The card, which jurors saw enlarged on courtroom monitors, proclaimed that the bearer, as a dual citizen of the United States and the Conch Republic, "is officially immune" from traffic citations and arrests, and that "trespass upon the Bearer shall constitute an international incident for redress per violation of the International World Court Rules of Engagement."

Preston told jurors that after looking at the card, he returned to his patrol car and searched databases to see if the Conch Republic was a country entitled to diplomatic immunity with the United States, but couldn't find any mention of such a country -- which is fictitious.

Although he issued tickets to all of the other drivers he stopped that day in the area, Preston said, he let Sterling go with a warning to slow down, sparing Sterling from what would have been a $330 speeding ticket.

A little more than a year later, on Oct. 14, 2014, agent Warren Newman of the federal Bureau of Alcohol, Tobacco, Firearms and Explosives executed a search warrant at Sterling's home. The warrant was based on tips that Sterling had a shotgun and had been seen firing it in his backyard. Sterling had previously been convicted of robbing a bank with a toy gun, and under the law wasn't permitted to possess a firearm.

Newman testified that he found a loaded, short-barrel, 12-gauge shotgun in the bedroom that Sterling shared with his wife, Kayan. The firearm was against the wall on the same side of bed as Sterling's wallet and other personal items were found. Newman also reported finding two boxes of shotgun shells on a dresser on that side of the bed and several utility bills indicating that Sterling lived there.

Newman also reported finding other items in the house that indicated Sterling had ordered the fake identification card and other items online. That led to the U.S. Department of State Diplomatic Security Service executing an arrest warrant for Sterling,

On appeal, Sterling -- citing his interpretation of the statute under which he was charged -- said the evidence used to convict him was insufficient. The statute says, "Whoever, with the intent to defraud within the United States, falsely assumes or pretends to be a diplomatic, consular or other official of a foreign government duly accredited as such to the United States and acts as such, or in such pretended character, demands or obtains or attempts to obtain any money, paper, document, or other thing of value, shall be fined under this title or imprisoned not more than ten years, or both."

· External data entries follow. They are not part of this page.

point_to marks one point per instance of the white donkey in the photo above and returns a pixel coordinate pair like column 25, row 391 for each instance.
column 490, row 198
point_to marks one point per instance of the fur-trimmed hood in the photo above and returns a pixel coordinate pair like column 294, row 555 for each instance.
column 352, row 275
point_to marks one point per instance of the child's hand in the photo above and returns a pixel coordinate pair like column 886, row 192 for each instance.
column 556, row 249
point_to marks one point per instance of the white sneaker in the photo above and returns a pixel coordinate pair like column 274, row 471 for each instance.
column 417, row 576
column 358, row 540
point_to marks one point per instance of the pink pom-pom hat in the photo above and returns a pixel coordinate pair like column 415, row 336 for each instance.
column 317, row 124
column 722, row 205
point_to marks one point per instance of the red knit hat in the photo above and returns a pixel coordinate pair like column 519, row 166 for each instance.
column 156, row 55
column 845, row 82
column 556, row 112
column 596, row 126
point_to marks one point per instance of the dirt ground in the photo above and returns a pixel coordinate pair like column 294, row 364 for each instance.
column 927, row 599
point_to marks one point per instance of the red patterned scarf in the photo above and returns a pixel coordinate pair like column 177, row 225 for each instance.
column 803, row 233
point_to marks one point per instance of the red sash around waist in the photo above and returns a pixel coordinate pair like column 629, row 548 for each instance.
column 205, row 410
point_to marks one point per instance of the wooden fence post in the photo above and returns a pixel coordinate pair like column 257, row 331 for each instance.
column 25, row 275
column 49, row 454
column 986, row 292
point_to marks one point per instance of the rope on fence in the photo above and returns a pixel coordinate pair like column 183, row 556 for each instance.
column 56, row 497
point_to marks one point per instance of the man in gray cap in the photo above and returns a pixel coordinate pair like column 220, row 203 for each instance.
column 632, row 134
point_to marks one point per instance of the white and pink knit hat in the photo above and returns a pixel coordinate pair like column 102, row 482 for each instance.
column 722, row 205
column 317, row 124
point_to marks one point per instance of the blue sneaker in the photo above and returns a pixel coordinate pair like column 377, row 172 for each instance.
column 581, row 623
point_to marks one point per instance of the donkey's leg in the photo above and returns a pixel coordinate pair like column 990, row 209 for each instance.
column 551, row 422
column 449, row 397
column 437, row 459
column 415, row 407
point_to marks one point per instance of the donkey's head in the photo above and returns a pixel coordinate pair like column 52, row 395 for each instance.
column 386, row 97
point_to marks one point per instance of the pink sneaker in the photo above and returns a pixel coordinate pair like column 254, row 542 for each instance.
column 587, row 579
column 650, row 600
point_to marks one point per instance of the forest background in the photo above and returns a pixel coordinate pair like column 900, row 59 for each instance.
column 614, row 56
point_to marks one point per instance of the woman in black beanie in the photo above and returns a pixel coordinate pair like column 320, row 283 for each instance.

Sterling argued that the government he purported to represent -- the Conch Republic -- is fictitious and so cannot be "duly accredited ... to the United States."

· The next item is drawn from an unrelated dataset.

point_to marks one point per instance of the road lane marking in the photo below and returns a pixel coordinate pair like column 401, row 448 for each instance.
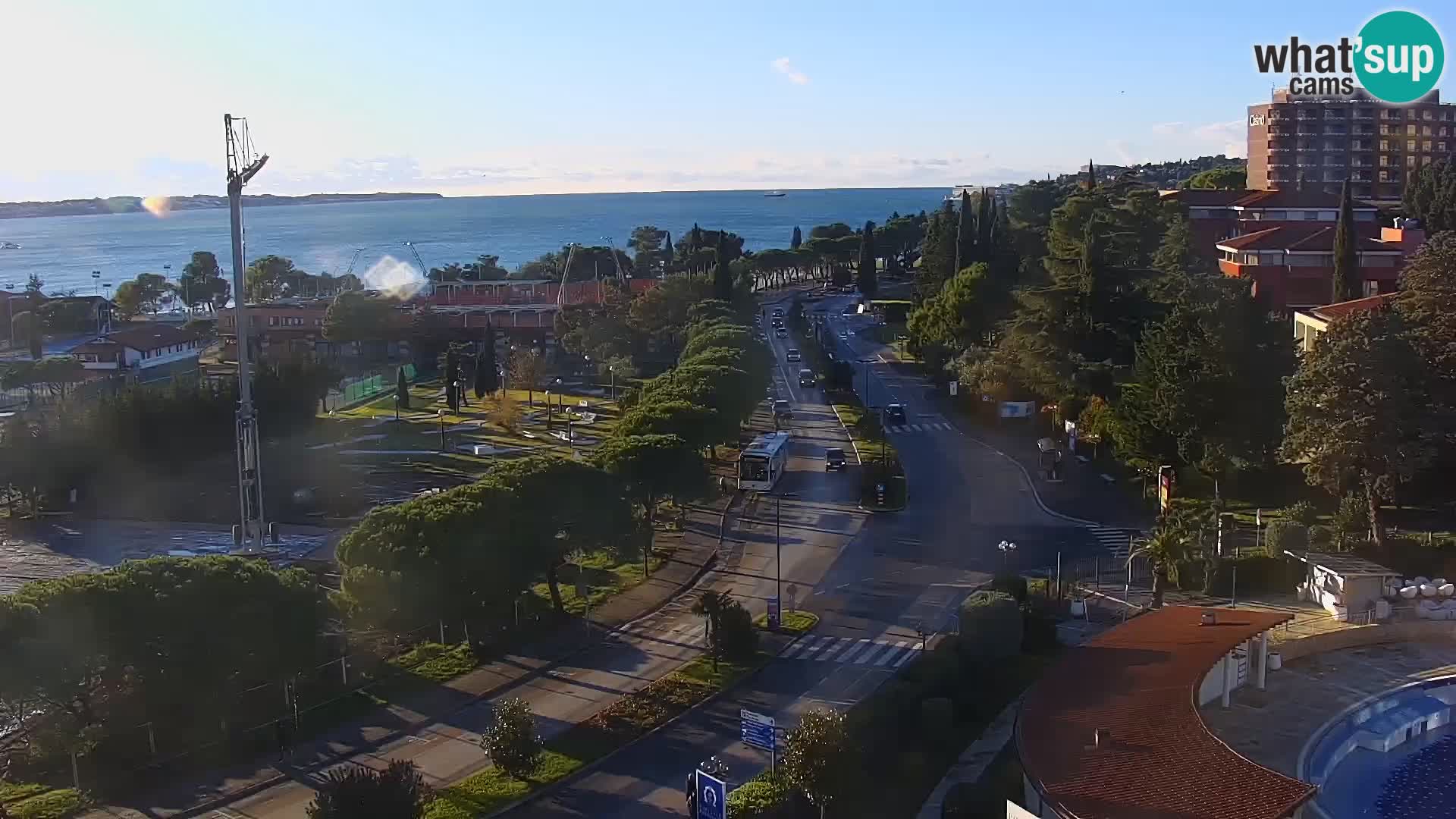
column 859, row 648
column 889, row 654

The appellate panel said Sterling's argument misconstrues the statute, which when read as a whole indicates that the word modified by "duly accredited" is "such." The opinion says that because people don't ordinarily "act as" or assume the "pretended character" of foreign governments, "we read the word 'such' as referring ... to a 'diplomatic, consular or other official,' rather than to a 'foreign government.'"

"Because the repeated word 'such' refers to an official rather than a government, the statute prohibits an individual from pretending to be a duly accredited foreign official and contains no requirement that the government he purports to represent also be 'duly accredited,'" according to the opinion written by U.S. Circuit Judge Raymond Gruender of St. Louis and joined by Circuit Judge Steven Colloton of Des Moines and U.S. District Judge Stephen Bough in the Western District of Missouri, who was sitting by designation as the third panelist.

The panel also found that Sterling's argument that the government didn't prove that he actually possessed the shotgun, which he claimed his mother had loaned him for the purpose of cleaning it, "lacks merit."

Wilson's sentence took into consideration other "relevant conduct" for which Sterling wasn't charged, in which two Pine Bluff high school girls testified that Sterling pulled the shotgun on them on Sept. 30, 2014.